For almost 10 years, under the covert Central Bank Gold Agreements, governments have manipulated the gold market, via the International Monetary Fund, to create price volatility and demonetize the metal that embarrasses modern, high-deficit-spending governments. This policy cost the United Kingdom about $12.6 billion.

However, central banks now are showing growing reluctance to sell their gold. Indeed, some, like India, are now active buyers, while China is hoarding its own large production. Despite the downward pressure of economic deflation, gold has held firm and even risen by almost 30 percent in the first ten months of 2009.

In the past year, the government has made no secret of its massive interventions in the mortgage and housing markets. The result is that neither mortgage rates nor house prices represent free market reality.

Earlier this summer, the government intervened temporarily in the auto markets with "cash for clunkers." It provided a short-term spike in car sales but at a cost of $24,000 per unit.

Perhaps the most covert manipulation of a supposedly free market by government is in equities.

Former Fed Chairman Alan Greenspan recognized the vital international flagship nature of the Dow Jones industrial index. He realized the index was merely a mathematical average based on market capitalization and that it could be influenced relatively easily by buying or selling large numbers of shares of the largest companies.

Greenspan assembled a team of major banks and brokerage houses to execute the market transactions, which were further camouflaged by use of nominee names. They are known as the Plunge Protection Team.

A refinement was to issue orders in the highly leveraged futures markets. This leverage greatly increased influence on spot prices.

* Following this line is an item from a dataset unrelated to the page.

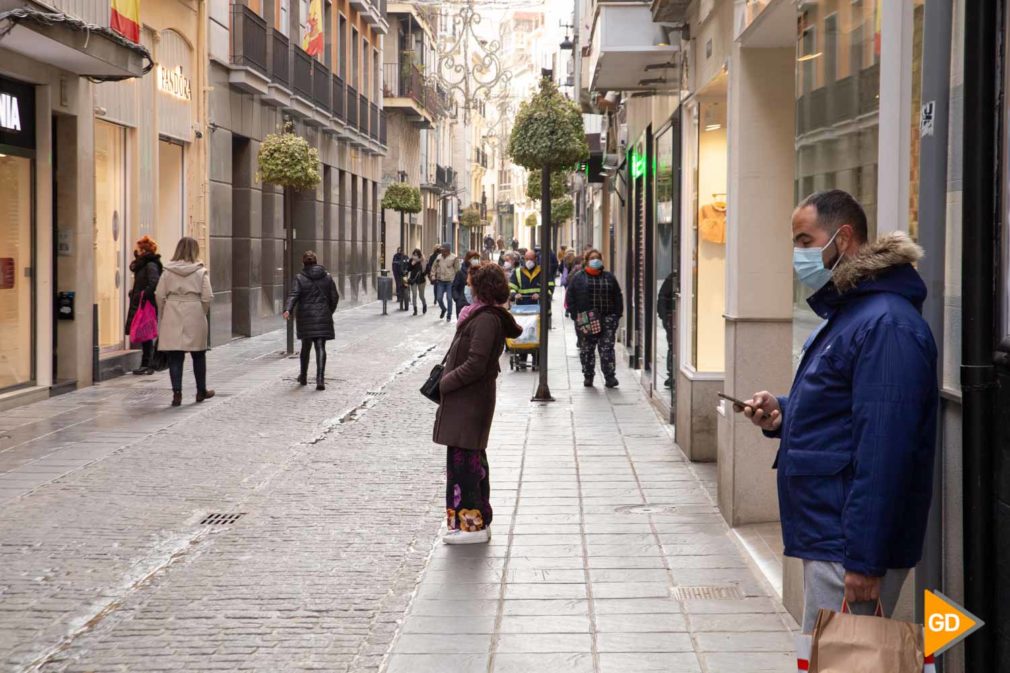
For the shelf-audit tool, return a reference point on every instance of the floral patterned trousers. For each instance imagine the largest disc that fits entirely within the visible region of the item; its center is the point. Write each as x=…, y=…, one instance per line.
x=468, y=489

Knowing this, the bottoming of the Dow in March 2009, its "hovering," despite selling pressure around the key 8,000 level and, more recently, its seemingly being "nudged" through the 10,000 level appeared to indicate a powerful hidden hand.

The government makes no secret of manipulating interest rates, Treasury securities prices, mortgages and housing. Coy about gold price manipulation, it is decidedly covert about any manipulation of equities. Little wonder that the Fed resists strongly the congressional audit proposed by Ron Paul.

Some might argue that it is the job of government to raise national morale, even by market manipulation. However, investors should be aware of reality.

Over time, playing games with market transactions in an attempt to influence, if not exploit, free markets is a bad thing.

Healthy financial markets demand trust in a level playing field in order to function properly and contribute to the economy. While government manipulation might yield short-term political gains, it will eventually destroy trust and damage the national interest.